We conducted two analyses to evaluate the relative merits of the different specificity measures. First, we evaluated index robustness to missing data, using a method originally applied to extinctions in networks (Memmott, Waser & Price 2004). We randomly removed columns (resources) from the data set (100 replicates for each level of removal), with a minimum of five resources remaining after the removals. This procedure simulates a randomly sampled community, thus approximating unbiased field sampling. The specificity of each species in the resulting community is compared to its values in the original community, and the absolute error is calculated (averaged by the number of species). Higher absolute errors indicate that the measure is not robust to sampling errors.

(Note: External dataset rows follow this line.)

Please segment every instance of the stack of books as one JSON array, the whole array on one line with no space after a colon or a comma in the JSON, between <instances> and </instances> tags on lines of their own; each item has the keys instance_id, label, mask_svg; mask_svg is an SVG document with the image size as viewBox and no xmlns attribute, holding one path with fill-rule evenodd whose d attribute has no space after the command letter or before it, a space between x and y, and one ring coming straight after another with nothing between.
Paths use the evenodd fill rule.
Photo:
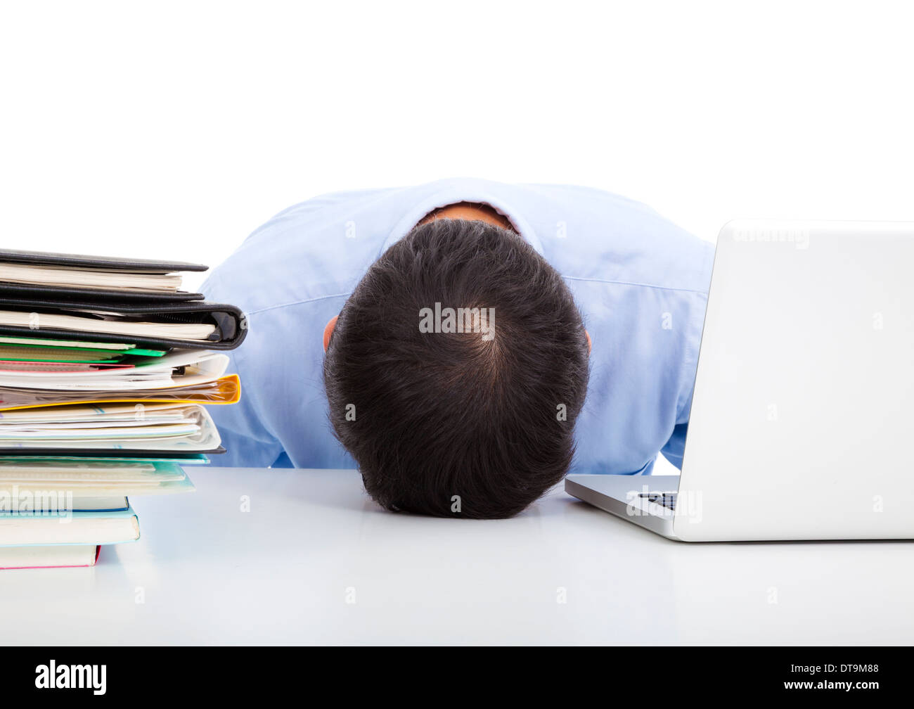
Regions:
<instances>
[{"instance_id":1,"label":"stack of books","mask_svg":"<svg viewBox=\"0 0 914 709\"><path fill-rule=\"evenodd\" d=\"M0 568L91 566L139 539L133 495L188 492L224 453L241 311L181 289L207 267L0 251Z\"/></svg>"}]
</instances>

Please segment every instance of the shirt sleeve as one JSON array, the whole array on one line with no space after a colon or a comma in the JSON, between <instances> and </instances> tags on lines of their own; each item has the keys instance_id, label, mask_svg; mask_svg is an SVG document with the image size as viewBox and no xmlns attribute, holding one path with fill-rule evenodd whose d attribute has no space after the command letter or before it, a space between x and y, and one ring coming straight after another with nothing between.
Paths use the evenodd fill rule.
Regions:
<instances>
[{"instance_id":1,"label":"shirt sleeve","mask_svg":"<svg viewBox=\"0 0 914 709\"><path fill-rule=\"evenodd\" d=\"M210 299L219 301L224 297L218 278L211 276L204 288L204 293ZM235 349L225 354L228 356L226 373L238 374L241 381L241 400L238 403L207 407L226 449L226 453L210 456L210 465L219 467L269 467L282 454L282 446L261 423L263 418L256 392L251 387L245 391L242 352Z\"/></svg>"},{"instance_id":2,"label":"shirt sleeve","mask_svg":"<svg viewBox=\"0 0 914 709\"><path fill-rule=\"evenodd\" d=\"M680 470L683 469L683 453L686 450L686 432L687 429L687 423L677 424L673 428L673 435L670 436L670 439L664 447L660 449L660 452L664 454L664 457Z\"/></svg>"}]
</instances>

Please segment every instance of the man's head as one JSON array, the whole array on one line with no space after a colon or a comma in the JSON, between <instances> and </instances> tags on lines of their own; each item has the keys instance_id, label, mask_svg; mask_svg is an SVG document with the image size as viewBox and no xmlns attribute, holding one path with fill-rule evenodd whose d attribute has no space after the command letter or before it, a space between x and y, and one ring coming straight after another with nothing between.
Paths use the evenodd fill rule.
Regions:
<instances>
[{"instance_id":1,"label":"man's head","mask_svg":"<svg viewBox=\"0 0 914 709\"><path fill-rule=\"evenodd\" d=\"M433 220L343 306L324 363L330 421L382 506L510 517L568 471L588 351L571 293L526 242Z\"/></svg>"}]
</instances>

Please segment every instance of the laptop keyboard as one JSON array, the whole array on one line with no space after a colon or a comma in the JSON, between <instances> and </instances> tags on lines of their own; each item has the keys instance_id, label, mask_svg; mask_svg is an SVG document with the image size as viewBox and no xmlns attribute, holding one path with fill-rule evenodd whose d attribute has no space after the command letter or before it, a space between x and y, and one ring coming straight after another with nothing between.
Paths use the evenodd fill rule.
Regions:
<instances>
[{"instance_id":1,"label":"laptop keyboard","mask_svg":"<svg viewBox=\"0 0 914 709\"><path fill-rule=\"evenodd\" d=\"M675 492L642 492L638 497L646 498L656 505L663 505L667 510L675 511L676 493Z\"/></svg>"}]
</instances>

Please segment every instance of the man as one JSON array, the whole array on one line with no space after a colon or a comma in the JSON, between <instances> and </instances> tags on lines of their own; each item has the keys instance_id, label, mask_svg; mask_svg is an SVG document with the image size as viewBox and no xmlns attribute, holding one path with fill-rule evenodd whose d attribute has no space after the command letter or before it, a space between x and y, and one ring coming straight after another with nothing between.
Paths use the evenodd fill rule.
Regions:
<instances>
[{"instance_id":1,"label":"man","mask_svg":"<svg viewBox=\"0 0 914 709\"><path fill-rule=\"evenodd\" d=\"M303 202L204 286L250 328L232 354L242 402L212 409L228 449L214 462L357 467L388 509L474 518L516 513L571 465L679 467L712 259L579 187Z\"/></svg>"}]
</instances>

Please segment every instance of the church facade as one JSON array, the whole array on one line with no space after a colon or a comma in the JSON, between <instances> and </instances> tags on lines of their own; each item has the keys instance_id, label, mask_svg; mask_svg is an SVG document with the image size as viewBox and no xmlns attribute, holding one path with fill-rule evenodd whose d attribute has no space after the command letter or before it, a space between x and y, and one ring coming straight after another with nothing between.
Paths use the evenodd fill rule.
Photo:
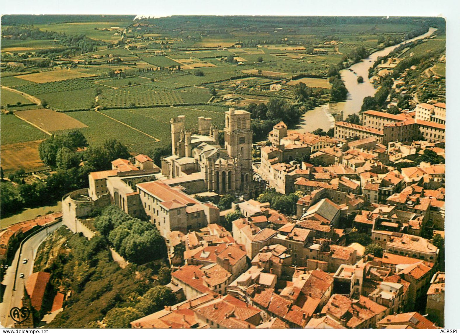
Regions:
<instances>
[{"instance_id":1,"label":"church facade","mask_svg":"<svg viewBox=\"0 0 460 334\"><path fill-rule=\"evenodd\" d=\"M251 114L230 108L225 112L224 143L210 118L198 117L198 133L185 130L185 117L172 118L172 155L161 160L161 172L168 178L199 172L208 191L254 194L252 168Z\"/></svg>"}]
</instances>

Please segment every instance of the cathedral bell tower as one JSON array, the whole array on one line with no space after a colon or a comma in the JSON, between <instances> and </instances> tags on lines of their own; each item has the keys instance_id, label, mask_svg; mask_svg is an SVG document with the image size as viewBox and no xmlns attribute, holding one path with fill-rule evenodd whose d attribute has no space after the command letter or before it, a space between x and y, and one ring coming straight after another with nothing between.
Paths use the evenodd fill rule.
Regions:
<instances>
[{"instance_id":1,"label":"cathedral bell tower","mask_svg":"<svg viewBox=\"0 0 460 334\"><path fill-rule=\"evenodd\" d=\"M235 167L240 170L238 175L236 176L240 190L248 193L253 182L251 113L230 108L225 114L225 148L229 156L237 162Z\"/></svg>"}]
</instances>

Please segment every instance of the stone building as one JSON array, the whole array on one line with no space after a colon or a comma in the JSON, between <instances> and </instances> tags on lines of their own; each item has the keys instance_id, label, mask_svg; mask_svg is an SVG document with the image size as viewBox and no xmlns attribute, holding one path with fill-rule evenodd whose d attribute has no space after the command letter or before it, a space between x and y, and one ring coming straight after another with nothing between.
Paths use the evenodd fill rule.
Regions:
<instances>
[{"instance_id":1,"label":"stone building","mask_svg":"<svg viewBox=\"0 0 460 334\"><path fill-rule=\"evenodd\" d=\"M230 108L225 114L224 147L211 118L198 117L195 135L185 130L185 116L172 118L172 155L162 158L163 174L174 178L200 173L209 191L253 194L251 114Z\"/></svg>"}]
</instances>

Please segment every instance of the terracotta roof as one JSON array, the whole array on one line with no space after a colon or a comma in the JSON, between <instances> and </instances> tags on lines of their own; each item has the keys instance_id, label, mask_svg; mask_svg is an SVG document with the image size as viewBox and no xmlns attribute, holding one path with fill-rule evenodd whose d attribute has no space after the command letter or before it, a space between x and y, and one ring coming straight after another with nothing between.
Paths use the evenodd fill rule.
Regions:
<instances>
[{"instance_id":1,"label":"terracotta roof","mask_svg":"<svg viewBox=\"0 0 460 334\"><path fill-rule=\"evenodd\" d=\"M261 310L230 295L195 310L197 314L218 324L222 328L255 328L249 321Z\"/></svg>"},{"instance_id":2,"label":"terracotta roof","mask_svg":"<svg viewBox=\"0 0 460 334\"><path fill-rule=\"evenodd\" d=\"M91 176L93 180L102 180L107 178L108 176L115 176L118 171L117 170L109 170L99 172L91 172L89 175Z\"/></svg>"},{"instance_id":3,"label":"terracotta roof","mask_svg":"<svg viewBox=\"0 0 460 334\"><path fill-rule=\"evenodd\" d=\"M383 117L385 118L390 118L390 119L394 119L396 121L405 121L408 119L408 117L410 117L410 116L406 114L397 114L397 115L393 115L392 114L390 114L389 112L377 111L375 110L368 110L367 111L363 112L362 113L366 114L366 115L370 115L373 116L377 116L378 117Z\"/></svg>"},{"instance_id":4,"label":"terracotta roof","mask_svg":"<svg viewBox=\"0 0 460 334\"><path fill-rule=\"evenodd\" d=\"M308 218L311 215L317 214L330 222L335 217L339 210L339 205L329 199L325 198L309 208L305 216Z\"/></svg>"},{"instance_id":5,"label":"terracotta roof","mask_svg":"<svg viewBox=\"0 0 460 334\"><path fill-rule=\"evenodd\" d=\"M432 105L431 105L429 103L419 103L417 105L417 106L421 107L422 108L424 108L426 109L432 109L434 107Z\"/></svg>"},{"instance_id":6,"label":"terracotta roof","mask_svg":"<svg viewBox=\"0 0 460 334\"><path fill-rule=\"evenodd\" d=\"M32 306L37 311L41 309L46 284L49 281L50 277L49 273L39 271L34 273L27 278L26 290L30 297Z\"/></svg>"},{"instance_id":7,"label":"terracotta roof","mask_svg":"<svg viewBox=\"0 0 460 334\"><path fill-rule=\"evenodd\" d=\"M153 161L150 157L144 154L138 154L134 157L134 158L141 163L146 161Z\"/></svg>"},{"instance_id":8,"label":"terracotta roof","mask_svg":"<svg viewBox=\"0 0 460 334\"><path fill-rule=\"evenodd\" d=\"M275 293L274 289L265 289L256 292L253 301L288 322L304 328L306 325L305 312L292 301Z\"/></svg>"},{"instance_id":9,"label":"terracotta roof","mask_svg":"<svg viewBox=\"0 0 460 334\"><path fill-rule=\"evenodd\" d=\"M113 161L111 161L111 163L115 167L117 167L119 165L130 164L131 163L129 162L129 160L119 158L118 159L115 159Z\"/></svg>"},{"instance_id":10,"label":"terracotta roof","mask_svg":"<svg viewBox=\"0 0 460 334\"><path fill-rule=\"evenodd\" d=\"M346 122L336 122L335 126L342 127L343 128L348 128L348 129L355 129L359 131L362 131L364 132L368 132L379 135L383 135L383 131L377 130L372 128L368 128L367 126L358 125L357 124L352 123L348 123Z\"/></svg>"},{"instance_id":11,"label":"terracotta roof","mask_svg":"<svg viewBox=\"0 0 460 334\"><path fill-rule=\"evenodd\" d=\"M264 229L256 233L253 238L253 242L262 241L270 239L276 234L276 231L271 229Z\"/></svg>"},{"instance_id":12,"label":"terracotta roof","mask_svg":"<svg viewBox=\"0 0 460 334\"><path fill-rule=\"evenodd\" d=\"M408 275L416 280L420 279L426 274L430 272L431 267L426 265L423 261L411 264L398 273L398 275Z\"/></svg>"},{"instance_id":13,"label":"terracotta roof","mask_svg":"<svg viewBox=\"0 0 460 334\"><path fill-rule=\"evenodd\" d=\"M246 258L246 252L236 246L230 246L222 251L217 257L221 260L228 259L230 264L235 265L242 258Z\"/></svg>"},{"instance_id":14,"label":"terracotta roof","mask_svg":"<svg viewBox=\"0 0 460 334\"><path fill-rule=\"evenodd\" d=\"M377 324L383 327L388 325L408 325L411 328L417 329L437 328L434 323L417 312L387 316L377 322Z\"/></svg>"},{"instance_id":15,"label":"terracotta roof","mask_svg":"<svg viewBox=\"0 0 460 334\"><path fill-rule=\"evenodd\" d=\"M360 296L359 300L352 300L345 295L334 294L323 308L322 313L343 319L348 328L356 328L387 308L364 296Z\"/></svg>"},{"instance_id":16,"label":"terracotta roof","mask_svg":"<svg viewBox=\"0 0 460 334\"><path fill-rule=\"evenodd\" d=\"M329 246L331 251L333 252L332 255L331 255L331 258L333 258L348 260L353 255L353 253L356 252L353 248L344 247L338 245L330 245Z\"/></svg>"},{"instance_id":17,"label":"terracotta roof","mask_svg":"<svg viewBox=\"0 0 460 334\"><path fill-rule=\"evenodd\" d=\"M276 329L284 329L289 328L288 324L279 318L270 318L268 320L262 322L256 328L270 328Z\"/></svg>"},{"instance_id":18,"label":"terracotta roof","mask_svg":"<svg viewBox=\"0 0 460 334\"><path fill-rule=\"evenodd\" d=\"M446 129L446 125L445 124L440 124L435 122L430 122L429 121L424 121L421 119L416 119L415 123L417 124L423 125L424 126L429 126L431 128L437 128L437 129Z\"/></svg>"},{"instance_id":19,"label":"terracotta roof","mask_svg":"<svg viewBox=\"0 0 460 334\"><path fill-rule=\"evenodd\" d=\"M169 205L169 202L172 201L175 201L183 205L187 206L201 204L191 196L174 187L170 187L161 181L138 183L136 187L158 198L162 202L168 202L167 205Z\"/></svg>"}]
</instances>

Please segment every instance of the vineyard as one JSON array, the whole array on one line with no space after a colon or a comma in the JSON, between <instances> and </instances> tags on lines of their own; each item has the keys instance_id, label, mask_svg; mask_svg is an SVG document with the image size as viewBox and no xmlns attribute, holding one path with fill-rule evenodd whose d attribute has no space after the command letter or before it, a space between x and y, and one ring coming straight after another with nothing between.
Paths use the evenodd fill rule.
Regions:
<instances>
[{"instance_id":1,"label":"vineyard","mask_svg":"<svg viewBox=\"0 0 460 334\"><path fill-rule=\"evenodd\" d=\"M153 85L142 85L104 91L99 104L107 108L130 106L171 105L176 104L207 102L210 97L207 89L187 87L180 89L158 89Z\"/></svg>"},{"instance_id":2,"label":"vineyard","mask_svg":"<svg viewBox=\"0 0 460 334\"><path fill-rule=\"evenodd\" d=\"M167 58L165 56L144 56L143 55L141 57L141 59L144 61L161 67L171 66L177 66L178 65L180 65L177 62Z\"/></svg>"},{"instance_id":3,"label":"vineyard","mask_svg":"<svg viewBox=\"0 0 460 334\"><path fill-rule=\"evenodd\" d=\"M94 111L72 111L66 114L88 126L79 130L85 135L90 145L100 144L107 139L117 139L127 146L130 151L141 152L146 147L153 148L164 144L162 141L157 142L148 136ZM123 122L127 124L125 121L123 120ZM157 124L155 129L161 126ZM62 134L69 131L54 131L53 134ZM155 136L156 134L149 134Z\"/></svg>"},{"instance_id":4,"label":"vineyard","mask_svg":"<svg viewBox=\"0 0 460 334\"><path fill-rule=\"evenodd\" d=\"M137 85L150 81L150 79L146 78L141 78L138 76L126 78L125 79L107 79L103 80L94 80L94 83L106 86L113 88L120 88L126 87L132 85Z\"/></svg>"},{"instance_id":5,"label":"vineyard","mask_svg":"<svg viewBox=\"0 0 460 334\"><path fill-rule=\"evenodd\" d=\"M410 56L412 53L417 55L426 54L431 51L437 52L446 49L446 40L441 38L430 39L426 41L411 47L402 54L401 58L404 58Z\"/></svg>"},{"instance_id":6,"label":"vineyard","mask_svg":"<svg viewBox=\"0 0 460 334\"><path fill-rule=\"evenodd\" d=\"M36 95L59 111L89 109L94 102L94 89L79 89Z\"/></svg>"},{"instance_id":7,"label":"vineyard","mask_svg":"<svg viewBox=\"0 0 460 334\"><path fill-rule=\"evenodd\" d=\"M91 81L85 79L69 79L61 81L54 81L43 83L29 83L12 86L18 90L32 95L47 94L58 92L68 92L77 89L94 88L96 86Z\"/></svg>"},{"instance_id":8,"label":"vineyard","mask_svg":"<svg viewBox=\"0 0 460 334\"><path fill-rule=\"evenodd\" d=\"M46 139L48 135L14 115L2 114L0 116L1 131L0 141L2 145L23 141Z\"/></svg>"}]
</instances>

Second, we investigated the informativity (ζ) of each measure, using the ‘signal-to-noise’ ratio. Let S be a vector containing the specificities of all species in a network i, as measured using a given index (e.g. RR, PDI, or d′). This ratio is measured by dividing the mean of the specificity values for all the species in the network by their standard deviation (ζi = μS/σS). A high value indicates that the index is highly informative (i.e. will quantitatively contrast different interaction strength distributions). A low value indicates that even though the link strengths distributions of two species are different, specificity estimates are similar, which would make the index less useful as a measure of specificity. Note that ζ is defined for each measure and for each network. To allow a meaningful comparison of the informativities of the different indices over the whole range of networks, we employ a summary statistic (‘total informativity’, TI), defined as the sum of informativity levels multiplied by their densities. The latter was estimated using a Gaussian cluster on 500 points (Silverman 1986).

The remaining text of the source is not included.